Edit 1 So, I wasn't very clear on how I would approach the problem, instead of my professors solution, so I wanted to clarify with an example, let's say I had the data
$$ \begin{array}{|cc|c|} \hline x_1 & x_2 & y \\ \hline 1 & 2 & 1\\ 1 & 3 & 2\\ 2 & 1 & 3\\ 2 & 2 & 2\\ \hline \end{array} $$
And I wanted to approximate with $f(x, y) = c_1 + c_2x_1 + c_3x_2 + c_4x_1^2 c_5x_2^2 + c_6x_1x_2$ I would create a matrix A like that:
$$ A = \begin{bmatrix} 1 & x_1 & x_2 & x_1^2 & x_2^2 & x_1x_2 \end{bmatrix} = \begin{bmatrix} 1 & 1 & 2 & 1 & 4 & 2 \\ 1 & 1 & 3 & 1 & 9 & 3 \\ 1 & 2 & 1 & 4 & 1 & 2 \\ 1 & 2 & 2 & 4 & 4 & 4 \end{bmatrix} $$
And have $b$ like that:
$$ b = \begin{bmatrix} 1 \\ 2 \\ 3 \\ 2 \end{bmatrix} $$
and proceed to solve $A\vec{c} = \vec{b}$ to find the coefficients, without computing the inner product.

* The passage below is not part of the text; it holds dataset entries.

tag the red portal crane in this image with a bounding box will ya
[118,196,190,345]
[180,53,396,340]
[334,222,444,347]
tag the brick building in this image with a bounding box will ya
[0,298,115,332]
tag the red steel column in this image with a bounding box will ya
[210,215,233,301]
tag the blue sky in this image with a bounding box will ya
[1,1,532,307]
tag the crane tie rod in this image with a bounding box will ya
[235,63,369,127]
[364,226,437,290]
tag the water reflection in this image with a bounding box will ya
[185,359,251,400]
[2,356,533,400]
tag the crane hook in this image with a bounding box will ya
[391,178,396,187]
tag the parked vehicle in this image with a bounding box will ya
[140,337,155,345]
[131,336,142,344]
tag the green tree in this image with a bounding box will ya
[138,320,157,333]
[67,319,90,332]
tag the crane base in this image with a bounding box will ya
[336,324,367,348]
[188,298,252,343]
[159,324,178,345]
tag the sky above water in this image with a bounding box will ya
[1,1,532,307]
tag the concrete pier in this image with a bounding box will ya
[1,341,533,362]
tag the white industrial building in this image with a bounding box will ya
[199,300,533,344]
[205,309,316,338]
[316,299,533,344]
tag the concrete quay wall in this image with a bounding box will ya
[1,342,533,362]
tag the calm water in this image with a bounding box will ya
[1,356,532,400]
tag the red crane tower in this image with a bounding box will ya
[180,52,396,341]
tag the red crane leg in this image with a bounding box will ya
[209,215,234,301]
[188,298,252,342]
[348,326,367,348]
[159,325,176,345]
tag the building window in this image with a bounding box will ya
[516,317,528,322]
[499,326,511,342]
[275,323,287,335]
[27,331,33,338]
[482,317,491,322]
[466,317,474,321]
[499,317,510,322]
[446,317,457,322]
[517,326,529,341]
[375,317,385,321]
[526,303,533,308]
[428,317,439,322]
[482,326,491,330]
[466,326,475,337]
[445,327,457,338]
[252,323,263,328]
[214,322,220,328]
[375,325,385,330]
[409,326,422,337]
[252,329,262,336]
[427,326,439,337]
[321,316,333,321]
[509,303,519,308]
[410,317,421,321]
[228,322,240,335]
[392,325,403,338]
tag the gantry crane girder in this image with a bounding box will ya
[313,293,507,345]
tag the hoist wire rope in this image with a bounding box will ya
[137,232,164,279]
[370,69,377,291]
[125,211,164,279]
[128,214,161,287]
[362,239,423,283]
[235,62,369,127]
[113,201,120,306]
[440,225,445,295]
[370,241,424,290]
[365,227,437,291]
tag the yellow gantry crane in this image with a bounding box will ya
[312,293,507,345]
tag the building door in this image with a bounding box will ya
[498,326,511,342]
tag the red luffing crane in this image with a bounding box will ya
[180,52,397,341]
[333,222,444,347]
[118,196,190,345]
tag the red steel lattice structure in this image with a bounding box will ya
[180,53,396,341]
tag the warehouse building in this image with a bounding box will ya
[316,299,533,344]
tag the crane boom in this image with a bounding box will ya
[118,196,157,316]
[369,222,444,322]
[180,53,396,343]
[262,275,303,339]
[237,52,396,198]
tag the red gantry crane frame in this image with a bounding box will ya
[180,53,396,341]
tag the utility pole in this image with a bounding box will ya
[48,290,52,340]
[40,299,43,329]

Edit 2 So, another clarification would be on how the inner product is defined on my teacher's example, let's say we have the same data as my example before, then:
$$ \left<p_2, p_3\right> = 1\cdot2 + 1\cdot3 + 2\cdot1 + 2\cdot2 = 11 $$
Also, right now it's an exact fit because I have more features than data, which I did to leave the example shorter, but you can imagine that in the real scenario I have much more data. Also, the best-fit is the one that minimizes the squared error.